Thesis Title: Some Computationally Efficient Methods in Statistics and Their Applications in Parameter Estimation and Hypotheses Testing

Advisor: Dr. Xiaoming Huo

Committee members:

Dr. Jeff Wu

Dr. Yajun Mei

Dr. Yao Xie

Dr. Vladimir Koltchinskii (School of Mathematics)

Date and Time: **Friday, 5/5/2017, 11:30 am**

Location: **Groseclose 402 Advisory Boardroom**

Abstract

Parameter estimation and hypotheses testing are fundamental problems in statistics. Many existing methods have been developed for the problems with moderate amount of data. Unfortunately, some of those methods could be computationally costly or even infeasible when the volume of data is high. This thesis is an attempt to fulfill the needs for computationally efficient methods in statistics.

The first part of this thesis focuses on distributed statistical inference, which has recently attracted enormous attention. While many existing work focuses on the averaging estimator, we propose a one-step approach to enhance a simple-averaging based distributed estimator. We derive the corresponding asymptotic properties of the newly proposed estimator. We find that the proposed one-step estimator enjoys the same asymptotic properties as the centralized estimator. The proposed one-step approach merely requires one additional round of communication in relative to the averaging estimator; so the extra communication burden is insignificant. In finite sample cases, numerical examples show that the proposed estimator outperforms the simple averaging estimator with a large margin in terms of the mean squared errors. A potential application of the one-step approach is that one can use multiple machines to speed up large scale statistical inference with little compromise in the quality of estimators. The proposed method becomes more valuable when data can only be available at distributed machines with limited communication bandwidth.

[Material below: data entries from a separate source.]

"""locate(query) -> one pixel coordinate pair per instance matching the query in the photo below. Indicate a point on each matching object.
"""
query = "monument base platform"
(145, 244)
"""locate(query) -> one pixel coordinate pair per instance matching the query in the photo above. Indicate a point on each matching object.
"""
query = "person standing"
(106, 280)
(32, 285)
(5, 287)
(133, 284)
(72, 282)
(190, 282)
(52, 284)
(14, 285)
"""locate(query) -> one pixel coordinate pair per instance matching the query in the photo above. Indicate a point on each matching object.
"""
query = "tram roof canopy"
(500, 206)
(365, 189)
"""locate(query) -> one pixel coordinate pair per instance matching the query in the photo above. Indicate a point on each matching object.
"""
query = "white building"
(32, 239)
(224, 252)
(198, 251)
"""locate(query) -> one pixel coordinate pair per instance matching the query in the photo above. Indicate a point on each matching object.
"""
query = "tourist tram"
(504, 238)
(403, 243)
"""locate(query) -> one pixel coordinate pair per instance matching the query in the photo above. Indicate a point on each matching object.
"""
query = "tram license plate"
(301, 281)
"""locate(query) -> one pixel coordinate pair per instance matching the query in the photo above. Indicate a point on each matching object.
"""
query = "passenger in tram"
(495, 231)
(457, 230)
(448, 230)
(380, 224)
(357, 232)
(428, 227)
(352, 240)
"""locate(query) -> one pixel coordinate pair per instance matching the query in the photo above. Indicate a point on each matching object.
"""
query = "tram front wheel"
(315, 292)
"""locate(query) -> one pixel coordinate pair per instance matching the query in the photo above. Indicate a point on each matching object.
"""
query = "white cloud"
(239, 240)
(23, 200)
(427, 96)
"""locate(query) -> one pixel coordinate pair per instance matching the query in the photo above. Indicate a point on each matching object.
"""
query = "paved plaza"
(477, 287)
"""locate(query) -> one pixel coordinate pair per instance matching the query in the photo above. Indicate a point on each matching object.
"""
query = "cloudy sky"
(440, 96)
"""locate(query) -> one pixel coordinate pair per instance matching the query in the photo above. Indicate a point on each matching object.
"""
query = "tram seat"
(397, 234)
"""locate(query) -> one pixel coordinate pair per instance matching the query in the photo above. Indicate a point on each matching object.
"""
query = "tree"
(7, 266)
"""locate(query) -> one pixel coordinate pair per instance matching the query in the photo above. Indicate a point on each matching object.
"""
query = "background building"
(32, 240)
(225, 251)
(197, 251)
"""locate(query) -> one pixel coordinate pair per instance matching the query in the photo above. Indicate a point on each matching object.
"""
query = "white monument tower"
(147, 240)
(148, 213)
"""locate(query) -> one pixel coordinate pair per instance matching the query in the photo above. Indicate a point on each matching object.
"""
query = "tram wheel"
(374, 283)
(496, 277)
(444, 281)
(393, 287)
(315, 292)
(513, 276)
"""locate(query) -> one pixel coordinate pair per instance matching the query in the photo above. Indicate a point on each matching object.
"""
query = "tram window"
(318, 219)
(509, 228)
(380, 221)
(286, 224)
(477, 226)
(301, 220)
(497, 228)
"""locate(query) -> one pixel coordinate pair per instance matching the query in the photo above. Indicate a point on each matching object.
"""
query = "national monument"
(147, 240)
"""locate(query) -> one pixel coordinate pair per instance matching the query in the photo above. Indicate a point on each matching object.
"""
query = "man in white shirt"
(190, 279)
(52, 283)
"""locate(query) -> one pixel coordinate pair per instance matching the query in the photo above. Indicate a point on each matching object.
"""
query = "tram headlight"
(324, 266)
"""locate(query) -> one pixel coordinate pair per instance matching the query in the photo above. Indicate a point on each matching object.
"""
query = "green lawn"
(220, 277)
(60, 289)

The second part is a statistically and computationally efficient test of independence based on distance covariance and random projections. As we know, test of independence plays a fundamental role in many statistical techniques. Among the nonparametric approaches, the distance-based methods have numerous advantages, comparing with many other alternatives. A known limitation of the distance-based method is that its computational complexity can be high. In general, when the sample size is $n$, the order of computational complexity of a distance-based method, which typically requires computing of all pairwise distances, can be $O(n^2)$. Recent advances have discovered that in the univariate cases, a fast method with $O(n \log n)$ computational complexity and $O(n)$ memory requirement exists. In this paper, we show the potential of random projection in converting the multivariate problems into multiple univariate ones. As an immediate consequence, we develop a novel test of independence method based on random projections and distance covariance. We name our method a Randomly Projected Distance Covariance (RPDC), which achieves nearly the same power as the state-of-the-art distance-based approach, works in the multivariate cases, and enjoys the $O(n K \log n)$ computational complexity and $O(\max\{n,K\})$ memory requirement, where $K$ is the number of random projections. The empirical results suggest that fixed number of random projections suffices. The statistical theoretical analysis takes advantage of some techniques on random projection, which are rooted in contemporary machine learning. Numerical experiments demonstrate the efficiency of the proposed method, in relative to several competitors.

In the third part, we apply the technique of random projections on energy statistics to develop a fast algorithm for energy statistics and derive an efficient two-sample test. A common disadvantage in existing distribution-free two-sample testing approaches is that the computational complexity could be high. Specifically, if the sample size is $N$, the computational complexity of those two-sample tests is at least $O(N^2)$. In this paper, we develop an efficient algorithm with complexity $O(N \log N)$ for computing energy statistics in univariate cases. For multivariate cases, we introduce a two-sample test based on energy statistics and random projections, which enjoys the $O(K N \log N)$ computational complexity, where $K$ is the number of random projections. We name our method for \emph{multivariate} cases as Randomly Projected Energy Statistics (RPES). We can show that RPES achieves nearly the same test power with energy statistics both theoretically and empirically. Numerical experiments also demonstrate the efficiency of the proposed method against the competitors.